Goals of Scientific Research
Many researchers agree that the goals of scientific research are: description, prediction, and explanation/understanding. Some individuals add control and application to the list of goals. For now, I am going to focus on discussing description, prediction and explanation/understanding.
Description
Description refers to the procedures used to define, classify and categorize subjects and their relationships. Descriptions allow us to establish generalizations and universals. By gathering information on a large group of people, for instance, a researcher can describe the average member or the average performance of a member of the specific group being studied.
Describing observations of large groups of people does not take away from the fact that there are important differences among individuals. That is, researchers merely attempt to describe subjects or events on the basis of average performance (generally speaking). Alternatively, description allows researchers to describe a single phenomenon and or observations of a single person.
In science, descriptions are systematic and precise. Scientific research makes use of operational definitions. Operational definitions characterize events, qualities and concepts in terms of observable operations, or procedures used to measure them.
Researchers are interested in describing only things that are relevant to the study. They have no interest in describing observations that are irrelevant to the investigation.
Prediction
In addition developing descriptions, researchers make predictions. Descriptions of events often provide a basis for prediction. Predictions are sometimes made in the form of hypotheses, which are tentative, testable predictions concerning the relationships between or among variables. Hypotheses are frequently derived from theories, or interrelated sets of concepts that explain a body of data and make predictions.
Prediction of later performance is of particular importance to researchers. For example:
- Does eating a low-calorie diet increase chances of living longer?
- Does undergraduate GPA predict how well one will do in graduate school?
- Do high levels of intelligence predict avoidance of cognitive biases?
When a variable can be used to predict another variable or variables we can say the variables are correlated. Correlation exists when different measures vary together, which makes it possible to predict values of one variable by knowing values of another variable.

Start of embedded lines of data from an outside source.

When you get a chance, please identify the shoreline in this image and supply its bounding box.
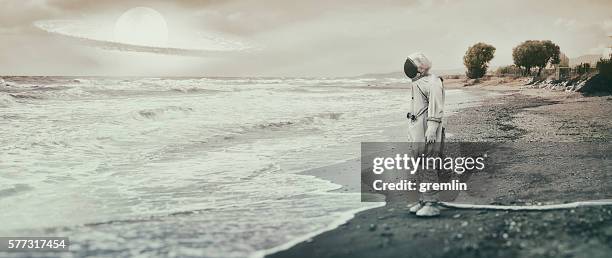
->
[266,85,612,257]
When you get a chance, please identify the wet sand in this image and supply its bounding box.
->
[269,83,612,257]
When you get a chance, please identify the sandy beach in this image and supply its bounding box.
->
[268,80,612,257]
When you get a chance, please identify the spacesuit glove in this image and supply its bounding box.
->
[425,121,440,143]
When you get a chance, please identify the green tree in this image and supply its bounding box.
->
[463,42,495,79]
[512,40,561,76]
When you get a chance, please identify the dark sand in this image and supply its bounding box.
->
[268,85,612,257]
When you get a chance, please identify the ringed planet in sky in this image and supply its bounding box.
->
[34,7,256,57]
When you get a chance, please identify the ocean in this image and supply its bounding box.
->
[0,77,476,257]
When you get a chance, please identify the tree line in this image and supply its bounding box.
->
[463,40,561,79]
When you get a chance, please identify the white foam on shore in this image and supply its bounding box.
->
[249,193,386,258]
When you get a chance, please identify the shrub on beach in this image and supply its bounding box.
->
[512,40,561,76]
[463,42,495,79]
[495,65,521,76]
[575,63,591,75]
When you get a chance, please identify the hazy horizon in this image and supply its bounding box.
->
[0,0,612,77]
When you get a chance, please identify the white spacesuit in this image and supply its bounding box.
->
[404,53,445,216]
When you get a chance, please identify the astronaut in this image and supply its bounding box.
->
[404,53,445,217]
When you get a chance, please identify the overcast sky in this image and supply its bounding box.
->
[0,0,612,76]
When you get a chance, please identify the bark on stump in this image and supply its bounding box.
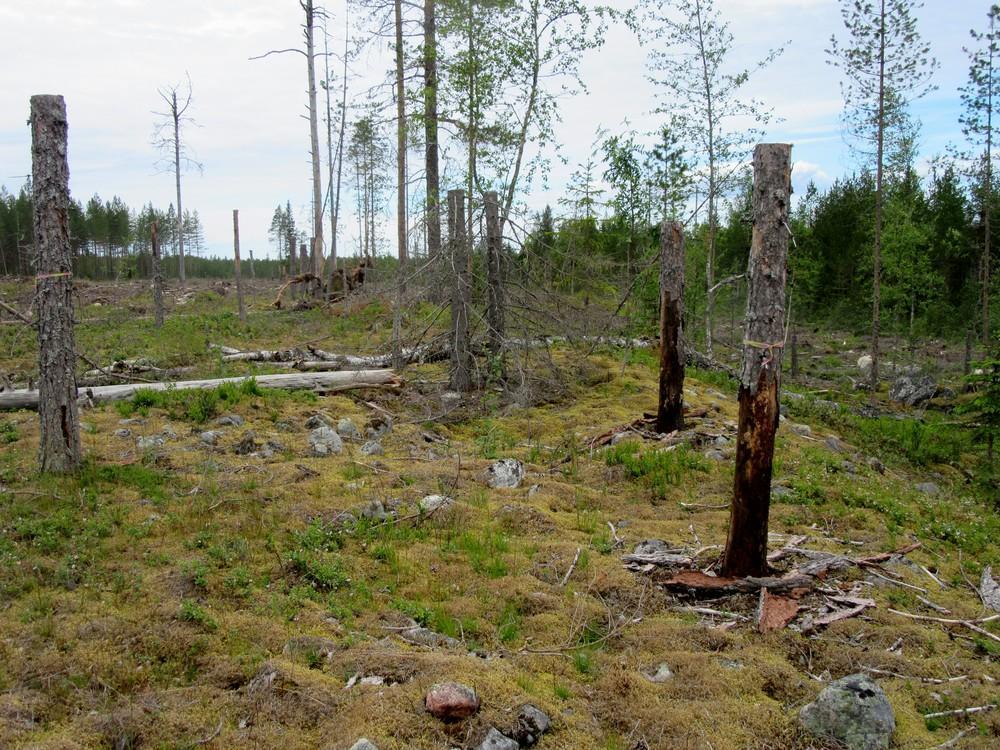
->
[448,190,472,391]
[656,221,684,433]
[722,143,792,576]
[31,95,80,472]
[150,221,163,328]
[233,208,247,323]
[485,191,507,380]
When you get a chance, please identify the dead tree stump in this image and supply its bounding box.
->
[31,95,80,472]
[485,191,507,380]
[722,143,792,576]
[233,208,247,323]
[448,190,472,391]
[656,221,684,432]
[149,221,163,328]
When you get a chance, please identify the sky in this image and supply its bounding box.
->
[0,0,989,257]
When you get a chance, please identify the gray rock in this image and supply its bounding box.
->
[309,424,344,456]
[889,375,937,406]
[799,674,896,750]
[198,430,222,445]
[365,415,392,440]
[771,484,795,499]
[511,703,552,747]
[135,435,164,451]
[476,727,520,750]
[417,495,455,513]
[642,661,674,684]
[823,435,847,453]
[337,417,361,440]
[486,458,524,489]
[233,430,260,456]
[361,440,385,456]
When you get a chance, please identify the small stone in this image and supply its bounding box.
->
[476,727,520,750]
[417,495,455,513]
[306,414,333,430]
[868,456,885,474]
[281,635,337,661]
[799,674,896,750]
[198,430,222,445]
[358,500,388,521]
[365,415,392,440]
[424,682,479,721]
[337,417,361,440]
[823,435,847,453]
[486,458,524,489]
[511,703,552,747]
[642,661,674,684]
[233,430,260,456]
[309,424,344,456]
[361,440,385,456]
[399,626,462,648]
[135,435,164,451]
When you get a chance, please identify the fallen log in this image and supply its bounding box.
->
[0,370,402,410]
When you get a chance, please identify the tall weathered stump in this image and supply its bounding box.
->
[31,95,80,472]
[722,143,792,576]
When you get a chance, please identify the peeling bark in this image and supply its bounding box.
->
[722,143,792,576]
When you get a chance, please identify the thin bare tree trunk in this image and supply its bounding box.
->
[484,191,507,381]
[722,143,792,576]
[150,221,163,328]
[300,0,324,294]
[448,190,472,391]
[424,0,443,290]
[656,221,684,433]
[395,0,408,274]
[31,95,80,472]
[233,208,247,323]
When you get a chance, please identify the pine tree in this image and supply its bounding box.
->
[827,0,937,388]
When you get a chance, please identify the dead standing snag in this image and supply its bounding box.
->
[722,143,792,576]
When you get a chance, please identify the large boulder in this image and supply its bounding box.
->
[889,375,937,406]
[799,674,896,750]
[486,458,524,488]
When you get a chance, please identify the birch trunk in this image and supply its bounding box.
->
[233,208,247,323]
[448,190,472,391]
[722,143,792,576]
[150,221,163,328]
[31,95,80,472]
[656,221,684,433]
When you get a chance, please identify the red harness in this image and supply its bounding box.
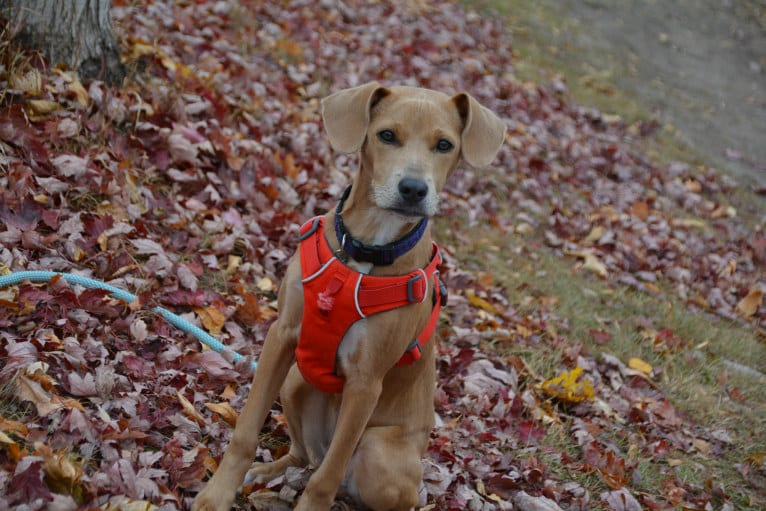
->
[295,217,447,393]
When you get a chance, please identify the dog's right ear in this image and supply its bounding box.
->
[322,82,389,153]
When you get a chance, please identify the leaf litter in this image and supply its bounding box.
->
[0,0,766,510]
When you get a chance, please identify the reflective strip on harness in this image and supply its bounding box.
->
[295,217,445,393]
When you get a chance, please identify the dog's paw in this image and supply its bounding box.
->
[192,484,234,511]
[245,453,306,486]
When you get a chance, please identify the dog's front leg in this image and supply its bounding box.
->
[295,376,382,511]
[192,321,295,511]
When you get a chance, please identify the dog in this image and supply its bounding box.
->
[193,82,505,511]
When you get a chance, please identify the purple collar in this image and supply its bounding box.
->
[335,186,428,266]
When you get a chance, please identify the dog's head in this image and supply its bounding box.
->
[322,82,505,217]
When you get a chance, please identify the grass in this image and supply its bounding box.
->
[448,0,766,509]
[437,215,766,509]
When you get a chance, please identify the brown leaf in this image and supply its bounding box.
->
[194,305,226,335]
[14,374,63,417]
[737,287,763,318]
[205,402,239,427]
[628,357,653,375]
[176,391,205,426]
[630,201,650,220]
[465,288,497,314]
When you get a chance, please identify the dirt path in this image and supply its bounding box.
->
[516,0,766,188]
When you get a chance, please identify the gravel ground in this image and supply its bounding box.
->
[528,0,766,189]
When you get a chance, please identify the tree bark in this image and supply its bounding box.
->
[5,0,125,84]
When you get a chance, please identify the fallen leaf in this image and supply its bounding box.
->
[205,402,239,427]
[541,366,595,403]
[465,288,497,314]
[14,374,63,417]
[176,391,205,426]
[27,99,61,116]
[628,357,653,375]
[737,287,763,318]
[194,305,226,335]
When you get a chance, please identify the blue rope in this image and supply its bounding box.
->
[0,271,258,370]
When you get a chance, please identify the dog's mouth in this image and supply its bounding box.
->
[387,205,431,220]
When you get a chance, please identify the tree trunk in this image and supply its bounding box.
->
[5,0,125,84]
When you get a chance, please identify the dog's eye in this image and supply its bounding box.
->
[378,130,396,145]
[435,138,455,153]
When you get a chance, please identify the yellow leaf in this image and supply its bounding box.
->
[564,250,608,278]
[737,287,763,318]
[541,366,595,403]
[628,357,652,374]
[205,402,239,427]
[465,289,497,314]
[68,80,90,107]
[35,442,83,494]
[101,497,159,511]
[176,391,205,426]
[14,374,62,417]
[255,277,277,293]
[673,218,707,229]
[584,225,604,243]
[27,99,61,115]
[194,305,226,335]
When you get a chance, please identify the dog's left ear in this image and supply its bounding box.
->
[452,93,505,167]
[322,82,389,153]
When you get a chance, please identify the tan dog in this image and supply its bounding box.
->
[193,83,505,511]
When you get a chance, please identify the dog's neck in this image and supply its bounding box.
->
[326,179,431,274]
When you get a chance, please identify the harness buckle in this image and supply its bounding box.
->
[436,276,449,307]
[407,273,425,303]
[298,216,321,241]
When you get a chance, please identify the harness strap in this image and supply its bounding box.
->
[300,217,447,365]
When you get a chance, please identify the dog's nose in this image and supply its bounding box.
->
[399,177,428,204]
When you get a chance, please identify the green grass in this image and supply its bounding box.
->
[448,0,766,509]
[437,217,766,509]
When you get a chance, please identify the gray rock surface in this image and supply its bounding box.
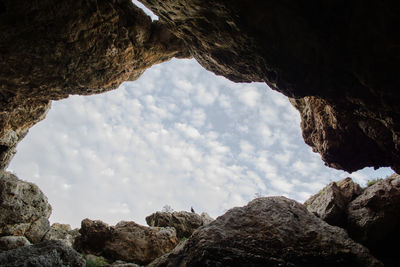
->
[304,177,362,226]
[146,211,213,238]
[0,171,51,243]
[148,197,383,267]
[77,219,179,264]
[0,236,31,251]
[347,174,400,266]
[0,240,85,267]
[43,223,80,247]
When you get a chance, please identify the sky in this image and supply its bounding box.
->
[8,2,393,227]
[9,59,392,227]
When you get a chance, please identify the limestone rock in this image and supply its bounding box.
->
[347,174,400,266]
[0,171,51,243]
[140,0,400,172]
[0,100,51,169]
[0,0,189,168]
[146,211,212,239]
[304,177,362,227]
[0,240,85,267]
[0,236,31,251]
[78,219,179,264]
[43,223,80,247]
[75,219,112,255]
[200,212,214,225]
[148,197,383,267]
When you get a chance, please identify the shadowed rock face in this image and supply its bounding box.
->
[75,219,179,264]
[146,211,213,239]
[0,0,188,168]
[148,197,383,267]
[141,0,400,171]
[0,171,51,243]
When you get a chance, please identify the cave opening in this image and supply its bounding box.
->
[9,59,392,227]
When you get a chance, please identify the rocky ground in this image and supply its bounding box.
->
[0,172,400,267]
[0,0,400,266]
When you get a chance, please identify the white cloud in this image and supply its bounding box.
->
[239,87,260,107]
[10,57,394,227]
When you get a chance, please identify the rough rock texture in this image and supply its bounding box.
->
[0,100,50,169]
[304,177,362,227]
[347,174,400,266]
[77,219,179,264]
[149,197,383,267]
[0,0,189,170]
[146,211,212,239]
[0,171,51,243]
[0,236,31,251]
[0,240,85,267]
[140,0,400,171]
[43,223,80,247]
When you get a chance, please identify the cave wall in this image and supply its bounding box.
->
[140,0,400,172]
[0,0,189,168]
[0,0,400,171]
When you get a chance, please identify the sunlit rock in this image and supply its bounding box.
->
[149,197,383,267]
[0,171,51,243]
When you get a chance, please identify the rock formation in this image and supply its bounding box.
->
[0,0,400,171]
[0,240,85,267]
[347,174,400,266]
[149,197,383,267]
[43,223,80,247]
[146,211,212,239]
[140,0,400,172]
[304,177,362,227]
[0,0,189,168]
[0,236,31,251]
[76,219,178,264]
[304,174,400,266]
[0,171,51,243]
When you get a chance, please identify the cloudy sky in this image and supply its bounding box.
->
[9,59,392,227]
[9,2,392,227]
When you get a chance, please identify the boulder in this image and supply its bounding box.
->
[0,171,51,243]
[77,219,179,264]
[0,236,31,251]
[304,177,362,227]
[347,174,400,266]
[146,211,213,239]
[148,197,383,267]
[43,223,80,247]
[0,0,189,169]
[0,240,85,267]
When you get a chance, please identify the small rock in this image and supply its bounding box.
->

Keep in mind predictions are made with varying degrees of certainty. Correlation coefficients state the degree of relationship between the variables in terms of both strength and direction of the relationship. In other words, correlation coefficients determine how well measures co-vary.
Explanation/Understanding
Arguably, the most important goal of scientific research is explanation. Explanation is achieved when the cause or causes of a phenomenon are identified. In order to determine cause and effect three pre-requisites are essential: covariation of events, proper time-order sequence and the elimination of plausible alternative causes.
- Covariation of events (relationship): The variables must correlate. To determine the relationship of two variables, it must be determined if the relationship could occur due to chance. Lay observers are often not good judges of the presence of relationships, thus, statistical methods are used to measure and test the existence and strength of relationships.
- Proper time-order sequence (time precedence): For 1 to cause 2, 1 must precede 2. The cause must precede the effect.
- Elimination of plausible alternative causes (non-spuriousness, or genuine): For a relationship between A and B to be nonspurious, there must not be a C that causes both A and B such that the relationship between A and B vanishes once C is controlled.